This tutorial is the second part of sentiment analysis task, we are going to the comparison of word2vec model and doc2vec, so before jumping into this, let's give some brief introduction about those two techniques.
Word2vec
Word2vec are estimations of word representations in vector space developed by Mikolov & Al. It provides an efficient implementation of the continuous bag of words and skip-gram models for computing vector representations of words. Those are the two main learning algorithms for distributed representations of words whose aim is to minimize computational complexity.
The Continuous Bag of Words CBOW
Where the non-linear hidden layer is removed and the projection layer is shared for all words. This model predicts the current word based on the N words both before and after it. E.g. Given N=2, the model is as the figure 1 showed. And by ignoring the order of words in the sequence, CBOW uses the average value of the word embedding of the context to predict the current word.
The Skip-gram model
Which is similar to CBOW, but instead of predicting the word from context, it tries to maximize the classification of a word based on another word in the same sentence. The Skip-gram architecture works a little less well on the syntax task than on the CBOW model, but much better on the semantic part of the test than all the other models.
Doc2vec
Doc2vec is an extended model that goes beyond word level to achieve document-level representations. This model represents one of the skip-gram techniques previously presented, in order to remove the limitations of the vector representations of the words, correspond to the composition of the meaning of each of its individual words.
Distributed Memory - DM
This model is analogous to CBOW model in Word2vec. The paragraph vectors are obtained by training a neural network on the task of inferring a center word based on context words and a context paragraph. Mikolove & Al. have implemented DM model in two different ways, using average calculation process, or concatenating calculation method. (DMC and DMM)
Distributed Bag of Words - DBOW
This model is analogous to Skip-gram model in Word2Vec. The paragraph vectors are obtained by training a neural network on the task of predicting a probability distribution of words in a paragraph given a randomly-sampled word from the paragraph.

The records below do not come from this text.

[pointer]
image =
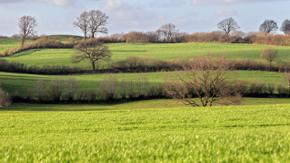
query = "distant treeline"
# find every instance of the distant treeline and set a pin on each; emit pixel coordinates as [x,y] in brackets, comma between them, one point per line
[113,90]
[238,37]
[136,64]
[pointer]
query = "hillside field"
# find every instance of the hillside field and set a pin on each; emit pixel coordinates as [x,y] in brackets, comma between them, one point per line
[179,134]
[22,83]
[181,51]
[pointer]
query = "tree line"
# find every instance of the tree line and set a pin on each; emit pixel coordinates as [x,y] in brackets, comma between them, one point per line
[93,22]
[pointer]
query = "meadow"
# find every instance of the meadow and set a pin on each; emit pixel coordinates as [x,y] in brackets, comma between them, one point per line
[121,51]
[23,83]
[143,131]
[49,133]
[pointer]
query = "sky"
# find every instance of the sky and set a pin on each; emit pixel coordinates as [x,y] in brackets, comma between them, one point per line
[57,16]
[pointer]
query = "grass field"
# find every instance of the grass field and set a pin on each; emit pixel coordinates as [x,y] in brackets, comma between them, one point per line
[256,133]
[21,83]
[62,57]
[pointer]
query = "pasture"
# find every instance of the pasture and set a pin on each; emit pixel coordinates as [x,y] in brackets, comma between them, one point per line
[23,83]
[35,133]
[121,51]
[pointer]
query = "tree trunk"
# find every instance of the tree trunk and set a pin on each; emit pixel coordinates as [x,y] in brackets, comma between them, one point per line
[22,41]
[85,34]
[94,66]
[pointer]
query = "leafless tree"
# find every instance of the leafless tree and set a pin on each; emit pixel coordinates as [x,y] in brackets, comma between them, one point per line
[287,77]
[97,22]
[286,27]
[270,55]
[205,80]
[93,50]
[4,99]
[228,25]
[167,32]
[27,26]
[268,26]
[82,22]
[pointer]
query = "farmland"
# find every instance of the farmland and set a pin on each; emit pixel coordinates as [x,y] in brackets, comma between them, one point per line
[21,83]
[159,130]
[121,134]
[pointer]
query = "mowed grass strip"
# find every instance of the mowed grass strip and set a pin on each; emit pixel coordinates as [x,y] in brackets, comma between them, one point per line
[218,134]
[8,43]
[16,83]
[181,51]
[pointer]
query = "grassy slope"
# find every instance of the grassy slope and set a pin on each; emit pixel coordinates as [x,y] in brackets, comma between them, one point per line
[21,83]
[8,43]
[220,134]
[157,51]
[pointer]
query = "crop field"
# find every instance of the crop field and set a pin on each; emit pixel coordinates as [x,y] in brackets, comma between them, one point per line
[36,133]
[182,51]
[21,83]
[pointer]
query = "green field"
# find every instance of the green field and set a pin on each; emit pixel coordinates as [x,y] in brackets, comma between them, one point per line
[62,57]
[21,83]
[120,134]
[8,43]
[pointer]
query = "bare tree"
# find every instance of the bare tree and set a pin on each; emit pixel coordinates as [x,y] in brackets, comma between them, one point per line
[204,79]
[92,50]
[228,25]
[269,55]
[4,98]
[26,25]
[82,22]
[286,27]
[268,26]
[97,22]
[167,32]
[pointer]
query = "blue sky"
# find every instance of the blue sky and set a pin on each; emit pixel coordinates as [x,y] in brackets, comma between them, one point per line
[56,16]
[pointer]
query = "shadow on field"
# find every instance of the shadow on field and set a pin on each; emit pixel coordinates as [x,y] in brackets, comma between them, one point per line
[129,51]
[257,126]
[54,107]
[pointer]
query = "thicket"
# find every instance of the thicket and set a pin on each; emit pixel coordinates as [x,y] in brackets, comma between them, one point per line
[113,90]
[138,64]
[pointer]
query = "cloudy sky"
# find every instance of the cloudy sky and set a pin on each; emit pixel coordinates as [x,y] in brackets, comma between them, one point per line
[56,16]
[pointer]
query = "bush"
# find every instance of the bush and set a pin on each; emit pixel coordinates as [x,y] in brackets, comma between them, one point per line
[4,99]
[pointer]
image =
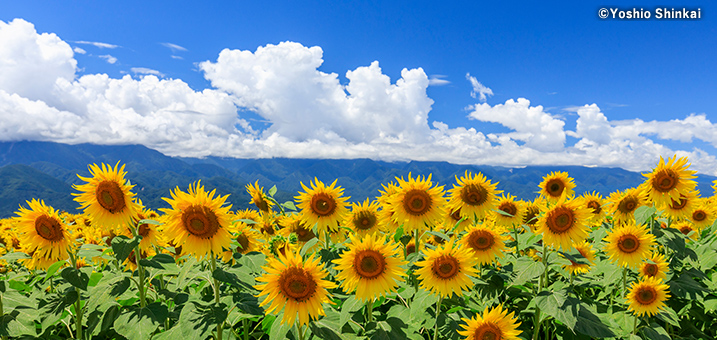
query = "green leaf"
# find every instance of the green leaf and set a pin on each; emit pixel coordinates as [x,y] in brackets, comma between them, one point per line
[123,246]
[75,277]
[140,323]
[527,270]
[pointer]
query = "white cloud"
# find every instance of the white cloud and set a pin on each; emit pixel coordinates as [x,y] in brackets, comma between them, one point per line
[108,58]
[174,47]
[97,44]
[478,89]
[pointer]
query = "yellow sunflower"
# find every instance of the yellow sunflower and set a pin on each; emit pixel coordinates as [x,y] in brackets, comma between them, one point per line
[323,206]
[586,250]
[513,211]
[555,185]
[647,296]
[629,244]
[106,197]
[371,266]
[681,207]
[564,223]
[198,221]
[417,203]
[622,205]
[258,197]
[668,180]
[295,286]
[657,267]
[473,197]
[485,241]
[595,202]
[446,270]
[41,232]
[703,214]
[496,323]
[364,218]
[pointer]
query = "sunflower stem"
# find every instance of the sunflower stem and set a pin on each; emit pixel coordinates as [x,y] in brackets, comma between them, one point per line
[438,311]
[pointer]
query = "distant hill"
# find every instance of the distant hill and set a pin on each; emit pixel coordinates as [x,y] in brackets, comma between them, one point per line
[47,171]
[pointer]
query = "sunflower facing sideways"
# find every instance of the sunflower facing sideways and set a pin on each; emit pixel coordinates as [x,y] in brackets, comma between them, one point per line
[417,203]
[496,324]
[474,196]
[106,197]
[628,244]
[446,270]
[371,267]
[647,296]
[198,221]
[298,287]
[322,206]
[42,233]
[564,223]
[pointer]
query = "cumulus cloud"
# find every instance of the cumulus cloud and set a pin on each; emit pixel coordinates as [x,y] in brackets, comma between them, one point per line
[479,89]
[311,114]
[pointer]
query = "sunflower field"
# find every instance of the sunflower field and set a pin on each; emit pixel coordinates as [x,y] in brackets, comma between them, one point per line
[421,261]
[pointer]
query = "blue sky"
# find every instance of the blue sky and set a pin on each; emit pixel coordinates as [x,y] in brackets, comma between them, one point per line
[483,83]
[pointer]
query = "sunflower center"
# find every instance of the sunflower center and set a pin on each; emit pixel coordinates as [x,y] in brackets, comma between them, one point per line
[508,208]
[488,331]
[560,220]
[699,216]
[595,206]
[417,202]
[364,220]
[110,196]
[665,180]
[369,264]
[481,240]
[473,194]
[627,205]
[628,243]
[200,221]
[646,295]
[445,267]
[323,204]
[48,228]
[297,284]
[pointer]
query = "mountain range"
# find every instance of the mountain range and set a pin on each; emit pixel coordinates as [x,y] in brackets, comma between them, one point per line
[45,170]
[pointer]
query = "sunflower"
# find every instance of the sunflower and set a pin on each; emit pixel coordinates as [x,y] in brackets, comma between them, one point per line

In our tutorial, in order to bet the vectors of each row, we will implement and compare using a Python library Gensim, the models below:
- Word2vec
- DBOW (Distributed Bag of Words)
- DMC (Distributed Memory Concatenated)
- DMM (Distributed Memory Mean)
- DBOW + DMC
- DBOW + DMM
Those representations take our dataset as input and produce the word vectors as output. They first construct a vocabulary from the training text data and then learn vector representation of words. The resulting vectors can be used as features in the next step for sentiment analysis where we use simple Neural Network for training and evaluated the result on the validation set.
Let's begin :)
Firstly we load the cleaned data (see the previous part here), then split our data into training and validation set.
import os
import sys
import gensim
import pandas as pd
from gensim.models.doc2vec import LabeledSentence
csv = '~/clean_data.csv'
data = pd.read_csv(csv,index_col=0)
data.head()
from sklearn.cross_validation import train_test_split
SEED = 2000
x_train, x_validation, y_train, y_validation = train_test_split(data.SentimentText, data.Sentiment, test_size=.2, random_state=SEED)
Next, we can label each text with unique ID using Gensim’s LabeledSentence function as shown below, and then concatenate the training and validation set for word representation, that's because word2vec and doc2vec training are completely unsupervised and thus there is no need to hold out any data, as it is unlabelled.
def labelize_text(text,label):
result = []
prefix = label
for i, t in zip(text.index, text):
result.append(LabeledSentence(t.split(), [prefix + '_%s' % i]))
return result
all_x = pd.concat([x_train,x_validation])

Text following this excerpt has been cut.